Когда из мертвецких дверей выносили гроб Равеля, наша улица была запружена народом и венки музыкой всех тонов заплели широкий въезд в гараж. В канун войны, когда из этих дверей выносили гроб, – я ждал около, на тротуаре, и мне некому было сказать: помер Лев Шестов!1 И ни одного цветка. А когда, в оккупацию, торопясь, я садился в траурный автомобиль и, упираясь коленями в гроб, оглянул – на меня посмотрела пустынная улица – ледяной блестящий май2.
Очередь за соседом: много лет в Париже известно: улица Буало, № 7, внизу «театр», на втором этаже «литература». Николай Николаевич Евреинов приказал долго жить.
Нечего переходить на ту сторону и караулить только оттуда раскрывающиеся двери, вход в наш дом задрапирован черным.
Не закрыв двери моей «литературы», я сошел по двадцать лет хоженой лестнице, однажды показавшейся очумелому впотьмах Одарченю квадриллион квадриллионов ступеней, и не заходя в «театр», выхожу из черного на солнце.

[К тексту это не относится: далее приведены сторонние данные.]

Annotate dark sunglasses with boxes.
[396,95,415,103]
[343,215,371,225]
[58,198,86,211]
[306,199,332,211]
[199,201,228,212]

Стал у венков. Без вздрога буду ждать, какой теплый летний день.
Воскресенье на понедельник, в пять часов утра, я вдруг проснулся: в дом вошла смерть. И сегодня – середа – сейчас 2, и через четверть часа она покинет дом. Покинет и «театр». И с моим последним прощальным поклоном вдвинут гроб в ящик автомобиля. Ждут автомобиль. Это всегда нетерпеливо долго. Три венка. Казенный – не помяв цветов, могу, не нагибаясь, пройти сквозь – от Общества драматических писателей (Soci'et'e des auteurs), другой венок от «локатеров», жильцов дома – убогий или, как говорили. «ничего», и третий – красная греческая «тау»3, на столбе перекладина, или, как говорили посторонние: «крест».